6.	In the next screen, create a new IP filter so that only traffic from a source address of your Windows machine's subnet (or any IP address) to a destination of your FreeBSD machine's specific IP address is subject to the security policy. Select this new filter.
7.	Select the filter action Require Security and click Edit to modify the rule so that the topmost line has the following properties (use the Move Up and Move Down buttons): AH is disabled. ESP Confidentiality is 3DES. ESP integrity is MD5.
8.	Finish the wizard and examine your list of rules. It should look like Figure 31.6. Figure 31.6. The IP Security Rules dialog showing the new filter you have created; click the check box preceding the filter's listing to toggle on the filter.

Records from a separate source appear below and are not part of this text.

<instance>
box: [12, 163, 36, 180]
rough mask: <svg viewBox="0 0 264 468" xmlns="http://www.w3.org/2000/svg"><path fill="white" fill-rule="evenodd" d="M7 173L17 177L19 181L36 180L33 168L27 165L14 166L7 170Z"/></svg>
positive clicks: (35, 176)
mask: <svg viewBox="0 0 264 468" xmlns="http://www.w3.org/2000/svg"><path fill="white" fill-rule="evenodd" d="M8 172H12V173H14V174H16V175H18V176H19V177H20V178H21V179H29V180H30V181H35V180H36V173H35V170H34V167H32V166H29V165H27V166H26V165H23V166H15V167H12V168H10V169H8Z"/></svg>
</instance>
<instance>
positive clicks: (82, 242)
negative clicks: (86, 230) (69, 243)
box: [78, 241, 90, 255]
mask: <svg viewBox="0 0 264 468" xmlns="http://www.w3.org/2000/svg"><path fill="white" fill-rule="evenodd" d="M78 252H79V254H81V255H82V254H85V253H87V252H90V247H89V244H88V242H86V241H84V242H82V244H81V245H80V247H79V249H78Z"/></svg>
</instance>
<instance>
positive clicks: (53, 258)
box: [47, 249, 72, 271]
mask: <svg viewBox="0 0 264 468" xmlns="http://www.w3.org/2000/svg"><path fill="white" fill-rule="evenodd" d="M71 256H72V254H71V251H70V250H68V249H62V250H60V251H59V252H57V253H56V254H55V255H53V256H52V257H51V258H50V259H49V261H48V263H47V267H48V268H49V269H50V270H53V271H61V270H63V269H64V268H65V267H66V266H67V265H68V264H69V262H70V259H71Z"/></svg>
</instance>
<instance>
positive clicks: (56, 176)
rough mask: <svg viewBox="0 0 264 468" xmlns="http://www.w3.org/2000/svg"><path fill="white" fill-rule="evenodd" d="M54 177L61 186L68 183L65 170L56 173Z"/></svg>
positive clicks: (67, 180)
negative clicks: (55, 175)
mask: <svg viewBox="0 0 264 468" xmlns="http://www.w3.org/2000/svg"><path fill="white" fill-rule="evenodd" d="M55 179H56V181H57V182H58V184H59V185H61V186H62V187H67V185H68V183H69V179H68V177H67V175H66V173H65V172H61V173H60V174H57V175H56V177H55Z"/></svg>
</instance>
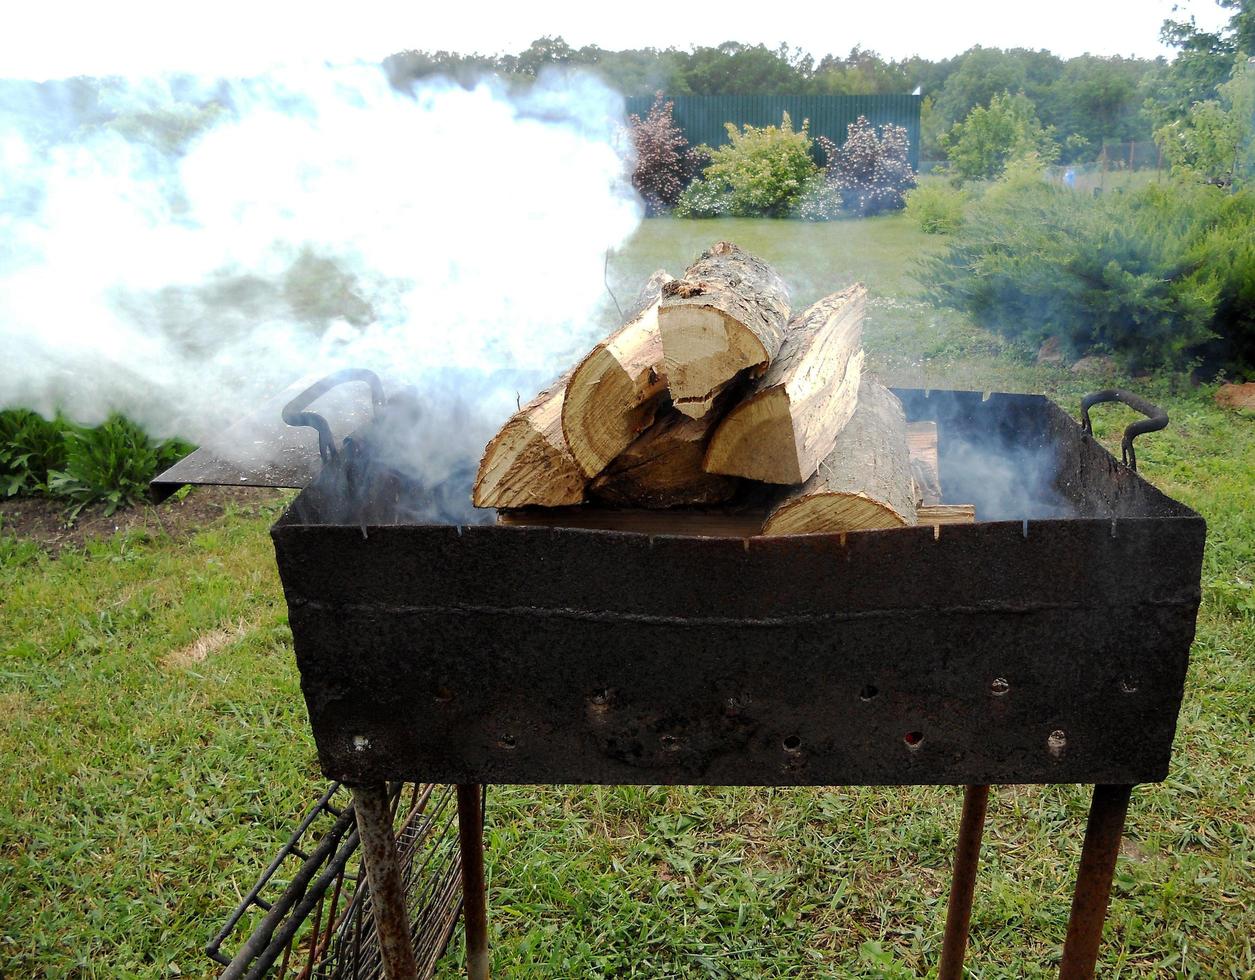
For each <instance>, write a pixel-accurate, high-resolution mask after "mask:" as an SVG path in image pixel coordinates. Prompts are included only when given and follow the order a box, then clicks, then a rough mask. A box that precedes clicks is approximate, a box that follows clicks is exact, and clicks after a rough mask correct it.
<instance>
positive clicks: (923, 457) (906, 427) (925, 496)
mask: <svg viewBox="0 0 1255 980" xmlns="http://www.w3.org/2000/svg"><path fill="white" fill-rule="evenodd" d="M906 447H907V449H909V450H910V454H911V477H912V478H914V479H915V502H916V503H917V504H932V503H941V469H940V467H939V466H937V424H936V423H935V422H912V423H911V424H910V425H907V427H906Z"/></svg>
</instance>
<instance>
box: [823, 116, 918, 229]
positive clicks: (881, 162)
mask: <svg viewBox="0 0 1255 980" xmlns="http://www.w3.org/2000/svg"><path fill="white" fill-rule="evenodd" d="M820 146H821V147H823V151H825V153H827V156H828V166H827V179H828V183H831V184H832V186H833V187H836V189H837V191H838V192H840V194H841V202H842V206H843V208H845V211H847V212H848V213H851V215H857V216H866V215H879V213H881V212H882V211H897V210H900V208H901V207H904V206H905V198H904V194H905V193H906V192H907V191H910V189H911V188H912V187H915V171H912V169H911V164H910V162H909V159H907V149H909V147H910V143H909V142H907V138H906V129H904V128H902V127H900V125H892V124H886V125H884V127H881V132H880V136H879V137H877V136H876V127H873V125H872V124H871V123H870V122H867V117H865V115H860V117H858V118H857V119H856V120H855V122H852V123H851V124H850V129H848V134H847V137H846V142H845V144H843V146H841V147H838V146H837V144H836V143H833V142H832V141H831V139H827V138H826V137H820Z"/></svg>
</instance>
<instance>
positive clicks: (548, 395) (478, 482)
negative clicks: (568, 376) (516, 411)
mask: <svg viewBox="0 0 1255 980" xmlns="http://www.w3.org/2000/svg"><path fill="white" fill-rule="evenodd" d="M565 389H566V378H563V379H562V380H561V381H558V383H557V384H555V385H553V386H552V388H550V389H548V390H546V391H542V393H541V394H540V395H537V397H536V398H535V399H533V400H532V402H528V403H527V405H525V407H523V408H522V409H520V410H518V412H517V413H516V414H515V415H513V417H512V418H511V419H510V422H507V423H506V424H505V427H503V428H502V429H501V432H498V433H497V435H496V437H493V439H492V442H489V443H488V445H487V448H486V449H484V450H483V458H482V459H481V461H479V472H478V473H477V474H476V481H474V488H473V489H472V493H471V501H472V503H473V504H474V506H476V507H565V506H570V504H575V503H580V502H582V501H584V491H585V487H586V486H587V479H586V478H585V476H584V472H582V471H581V469H580V467H579V464H577V463H576V462H575V457H572V455H571V453H570V450H569V449H567V447H566V439H565V438H563V435H562V400H563V393H565Z"/></svg>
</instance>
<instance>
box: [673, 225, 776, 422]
mask: <svg viewBox="0 0 1255 980" xmlns="http://www.w3.org/2000/svg"><path fill="white" fill-rule="evenodd" d="M788 302H789V300H788V289H787V287H786V286H784V281H783V280H782V279H781V277H779V276H778V275H776V272H774V270H772V267H771V266H768V265H767V264H766V262H763V261H762V260H759V258H756V257H754V256H752V255H750V253H749V252H747V251H744V250H743V248H739V247H738V246H735V245H732V243H730V242H717V243H715V245H713V246H712V247H710V248H708V250H707V251H705V252H703V253H702V255H700V256H699V257H698V260H697V261H695V262H694V264H693V265H692V266H689V267H688V270H686V271H685V272H684V279H679V280H673V281H671V282H668V284H666V285H665V286H663V301H661V305H660V307H659V311H658V326H659V331H660V333H661V335H663V369H664V371H665V373H666V381H668V386H669V388H670V391H671V403H673V404H674V407H675V408H676V409H678V410H680V412H683V413H684V414H685V415H689V417H692V418H702V417H703V415H705V414H707V413H708V412H709V410H710V405H712V403H713V402H714V398H715V395H718V394H719V391H722V390H723V389H724V388H727V386H728V385H729V384H730V383H732V381H733V379H735V378H737V376H738V375H739V374H740V373H743V371H749V373H750V374H754V375H757V374H762V373H763V371H764V370H767V366H768V365H769V364H771V361H772V359H773V358H774V356H776V354H777V353H778V351H779V348H781V341H782V340H783V339H784V328H786V325H787V322H788Z"/></svg>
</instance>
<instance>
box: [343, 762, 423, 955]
mask: <svg viewBox="0 0 1255 980" xmlns="http://www.w3.org/2000/svg"><path fill="white" fill-rule="evenodd" d="M353 811H354V813H355V814H356V818H358V834H359V836H360V837H361V863H363V865H365V867H366V882H368V883H369V885H370V905H371V907H373V910H374V919H375V935H378V936H379V956H380V959H382V960H383V965H384V976H385V977H387V980H418V965H417V964H415V962H414V947H413V946H412V945H410V936H409V912H408V911H407V908H405V891H404V888H403V887H402V883H400V863H399V862H398V861H397V838H395V837H394V836H393V832H392V811H390V809H389V808H388V788H387V787H385V786H384V784H383V783H375V784H371V786H355V787H353Z"/></svg>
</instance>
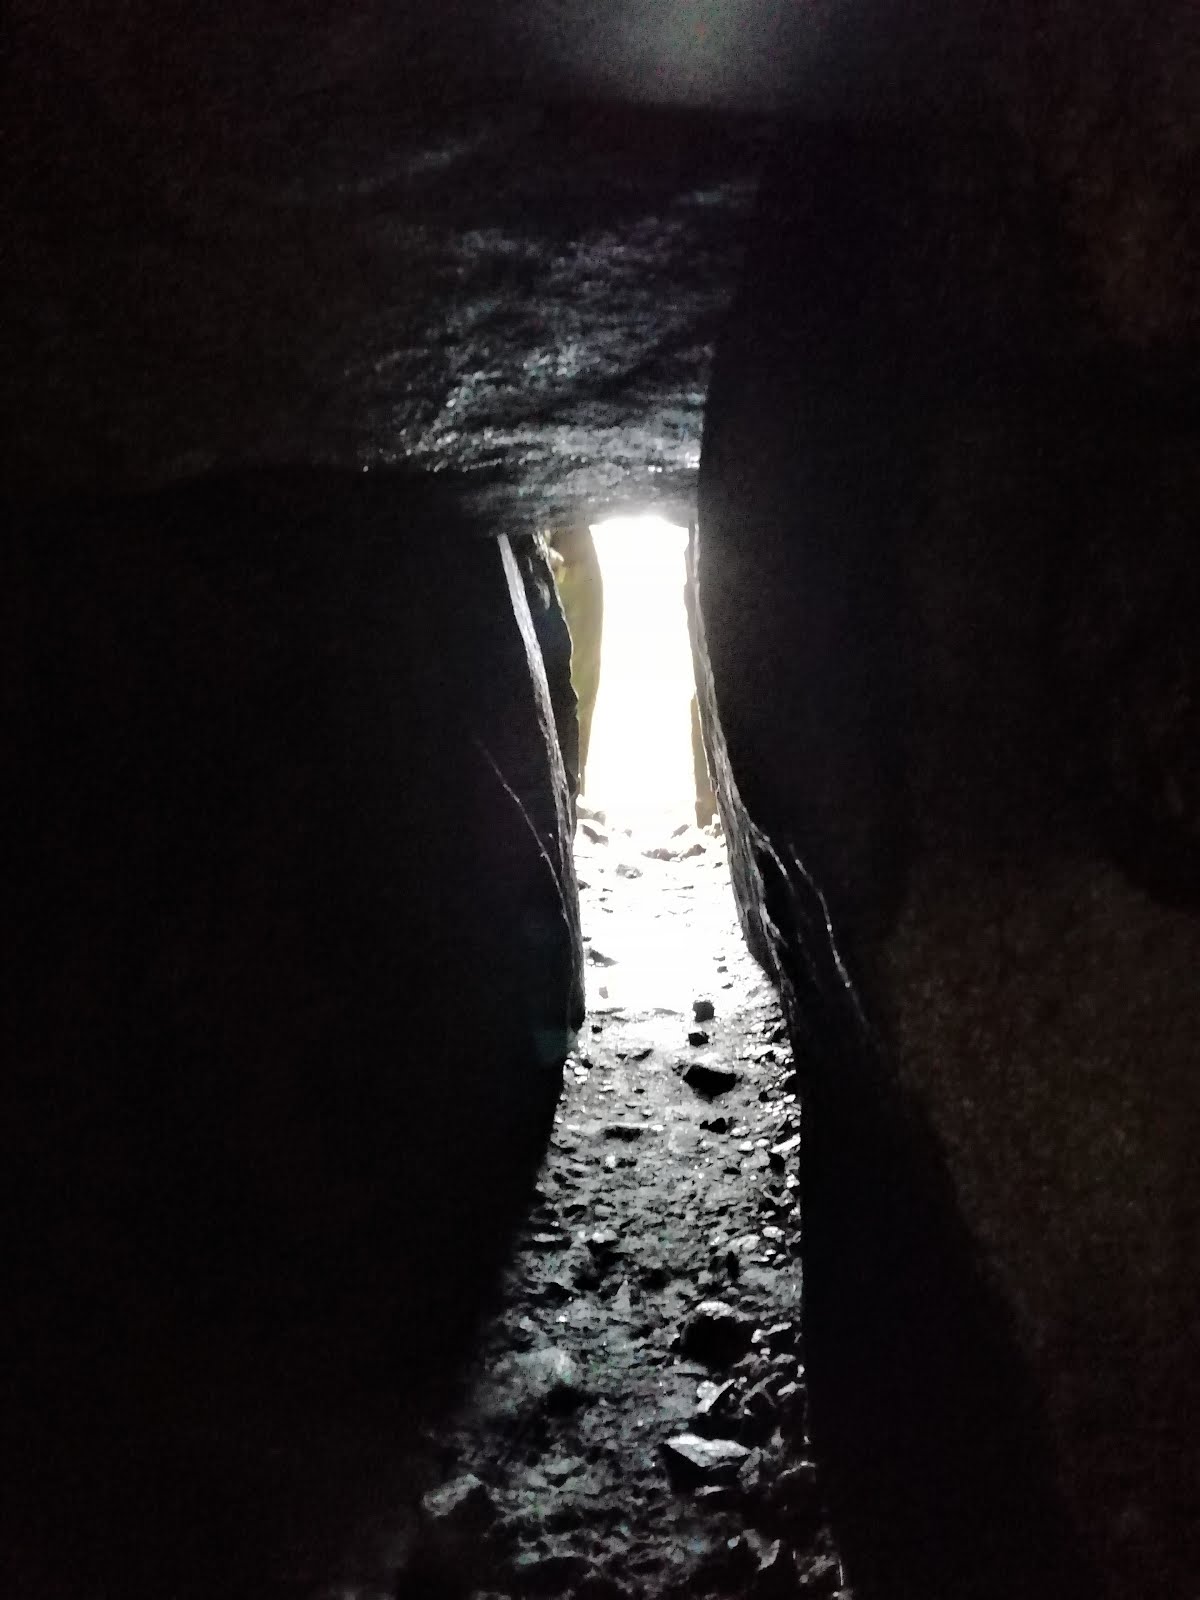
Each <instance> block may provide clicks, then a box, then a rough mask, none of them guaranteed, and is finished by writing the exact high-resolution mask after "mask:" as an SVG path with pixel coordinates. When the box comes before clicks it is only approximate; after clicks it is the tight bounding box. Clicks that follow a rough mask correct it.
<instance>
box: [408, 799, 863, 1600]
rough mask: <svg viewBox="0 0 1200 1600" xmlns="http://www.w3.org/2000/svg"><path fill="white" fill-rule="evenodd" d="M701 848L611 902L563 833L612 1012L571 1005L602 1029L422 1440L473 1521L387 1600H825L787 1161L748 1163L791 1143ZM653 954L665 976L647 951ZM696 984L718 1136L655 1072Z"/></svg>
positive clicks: (786, 1109)
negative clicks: (473, 1535) (706, 1038)
mask: <svg viewBox="0 0 1200 1600" xmlns="http://www.w3.org/2000/svg"><path fill="white" fill-rule="evenodd" d="M618 837H619V835H618ZM704 843H706V846H707V850H706V859H699V861H698V859H691V861H686V862H675V861H664V859H658V858H646V862H648V864H646V869H645V874H643V877H642V878H637V880H630V878H627V877H619V875H618V874H616V870H614V858H613V856H611V851H610V846H608V845H595V843H592V842H590V840H589V838H587V835H586V834H582V830H581V834H579V835H578V846H576V859H578V862H579V872H581V878H582V882H584V883H587V885H589V888H587V890H584V891H582V904H584V926H586V930H595V931H598V930H603V934H605V942H606V947H608V949H610V950H611V952H613V963H611V966H610V968H606V971H605V989H606V990H608V997H605V998H600V997H598V995H597V994H595V987H592V1000H590V1011H589V1018H590V1021H592V1022H595V1024H598V1032H595V1034H592V1032H590V1030H586V1032H584V1035H581V1048H579V1050H576V1053H574V1054H573V1056H571V1059H570V1061H568V1067H566V1074H565V1090H563V1101H562V1106H560V1109H558V1115H557V1122H555V1128H554V1134H552V1139H550V1147H549V1150H547V1158H546V1163H544V1166H542V1170H541V1173H539V1176H538V1190H536V1197H534V1208H533V1211H531V1214H530V1219H528V1222H526V1230H525V1234H523V1237H522V1242H520V1246H518V1251H517V1254H515V1258H514V1261H512V1262H510V1266H509V1269H507V1272H506V1277H504V1286H502V1304H501V1306H499V1307H498V1310H496V1315H494V1318H493V1320H491V1323H490V1326H488V1330H486V1333H485V1339H483V1346H482V1354H480V1357H478V1362H477V1366H475V1371H474V1378H472V1381H470V1384H469V1390H467V1395H466V1398H464V1402H462V1405H461V1408H459V1410H458V1413H456V1416H454V1418H453V1421H451V1422H450V1424H448V1426H442V1427H440V1430H438V1434H437V1437H435V1438H434V1437H430V1438H429V1466H427V1470H435V1472H437V1475H438V1482H440V1483H443V1485H445V1486H442V1488H438V1486H435V1488H434V1491H432V1494H434V1499H435V1501H440V1499H443V1498H448V1499H451V1501H456V1499H461V1498H466V1499H467V1502H470V1501H472V1496H478V1494H480V1490H475V1488H474V1485H475V1483H477V1482H478V1483H483V1485H486V1499H488V1506H490V1507H491V1509H493V1510H494V1522H493V1523H490V1525H488V1526H486V1528H480V1530H478V1534H477V1539H475V1544H474V1547H472V1550H470V1552H469V1554H462V1552H461V1550H454V1549H453V1547H451V1549H450V1550H448V1552H446V1546H445V1542H443V1544H442V1546H438V1544H437V1541H432V1542H430V1541H429V1539H418V1541H416V1542H414V1546H413V1547H411V1550H410V1554H408V1558H406V1562H405V1565H403V1568H402V1571H400V1578H398V1594H400V1595H405V1597H408V1595H411V1597H418V1595H422V1594H426V1592H427V1587H429V1586H430V1584H432V1582H434V1581H437V1582H442V1584H443V1586H445V1589H443V1592H446V1594H454V1595H458V1594H462V1595H466V1594H472V1592H475V1594H480V1595H482V1594H486V1595H504V1597H510V1595H512V1597H518V1595H525V1594H573V1595H578V1597H579V1600H584V1597H587V1595H595V1597H605V1595H611V1597H621V1595H626V1597H646V1600H650V1597H667V1595H680V1597H682V1595H717V1594H722V1595H746V1597H760V1595H762V1597H768V1595H803V1594H814V1595H816V1594H832V1592H835V1590H837V1589H838V1586H840V1568H838V1562H837V1557H835V1552H834V1546H832V1542H830V1541H832V1536H830V1533H829V1530H827V1525H826V1520H824V1514H822V1504H821V1488H819V1483H818V1480H816V1469H814V1467H813V1464H811V1459H810V1450H808V1442H806V1430H805V1419H806V1406H805V1373H803V1365H802V1357H800V1349H798V1320H800V1264H798V1210H797V1202H795V1195H797V1187H798V1178H797V1162H795V1154H794V1152H792V1158H790V1162H789V1163H787V1166H786V1168H776V1166H773V1165H771V1162H770V1160H768V1150H770V1149H771V1147H774V1146H778V1144H779V1142H781V1139H784V1138H786V1136H787V1131H789V1130H792V1128H795V1126H797V1125H798V1120H797V1118H798V1114H797V1106H795V1094H794V1090H792V1086H790V1083H792V1074H790V1062H789V1059H787V1050H786V1046H781V1048H779V1050H773V1048H770V1046H766V1043H765V1042H766V1040H770V1038H771V1035H773V1034H776V1032H778V1027H779V1010H778V1002H776V998H774V995H773V992H771V989H770V987H768V984H766V982H765V979H763V976H762V973H760V971H758V970H757V968H755V966H754V963H752V962H750V958H749V955H747V954H746V950H744V949H742V947H741V941H739V936H738V931H736V925H734V920H733V902H731V896H730V890H728V880H726V877H725V872H723V848H722V846H720V843H715V842H714V840H712V838H706V842H704ZM667 936H669V938H667ZM664 942H669V944H670V946H672V947H675V949H677V962H675V968H664V966H662V963H661V958H659V963H658V965H654V963H651V960H650V957H648V954H646V952H648V949H650V947H651V946H653V947H658V949H659V952H661V949H662V944H664ZM678 946H683V949H678ZM717 965H720V966H723V968H725V971H726V974H728V976H725V978H723V979H718V974H717V971H715V968H717ZM717 981H723V982H725V984H726V987H725V989H723V990H720V992H722V1003H720V1013H718V1016H715V1018H714V1019H710V1021H709V1024H707V1026H709V1027H710V1030H712V1034H714V1046H712V1048H714V1054H715V1056H717V1058H718V1059H730V1061H738V1062H739V1082H738V1083H736V1086H733V1088H731V1091H730V1093H728V1094H726V1096H725V1098H723V1101H722V1106H723V1115H722V1117H720V1118H714V1117H712V1109H710V1104H709V1101H707V1099H706V1098H704V1096H701V1094H698V1093H696V1091H694V1090H693V1088H691V1086H690V1085H688V1083H686V1082H685V1078H683V1077H682V1075H680V1072H678V1070H675V1069H677V1064H678V1059H680V1058H685V1056H686V1054H688V1046H686V1027H688V1021H690V1018H691V1011H693V1008H691V1000H693V997H694V994H696V990H698V987H699V986H704V987H707V986H712V987H714V989H715V987H717ZM592 984H594V986H595V979H594V981H592ZM755 1058H757V1059H755ZM768 1058H770V1059H768ZM618 1112H619V1117H614V1114H618ZM616 1128H619V1130H621V1133H619V1136H616V1138H613V1131H614V1130H616ZM531 1373H536V1374H538V1376H536V1379H531ZM547 1374H570V1381H566V1382H565V1384H560V1386H557V1387H555V1386H554V1384H550V1386H547V1384H546V1378H547ZM434 1462H437V1466H434ZM464 1483H467V1485H472V1488H470V1490H469V1491H466V1494H464V1490H462V1485H464ZM426 1499H429V1496H426ZM842 1592H843V1594H846V1595H848V1594H850V1592H848V1590H842Z"/></svg>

9.	Using the Component Services management program (one of the Administrative Tools in the Control Panel), restart the IPSec Policy Agent, as shown in Figure 31.7. You should restart the agent after each change you make during debugging because this ensures the changes you make are always currently in use. Figure 31.7. Enabling the new security policy using the toggle switch in the mmc program.
10.	Activate the new policy by clicking the check box that precedes the filter listing in the My Network Properties dialog shown in Figure 31.6 (clicking the check box toggles on the filter). Now, in another Command Prompt window, run the ipsecmon program to monitor the tunnel rules in action. In a third window, try to ping your FreeBSD machine. The first ping will emit a "Negotiating IP Security" message, but subsequent pings should go through successfully. If this occurs, your IPSec tunnel is functional.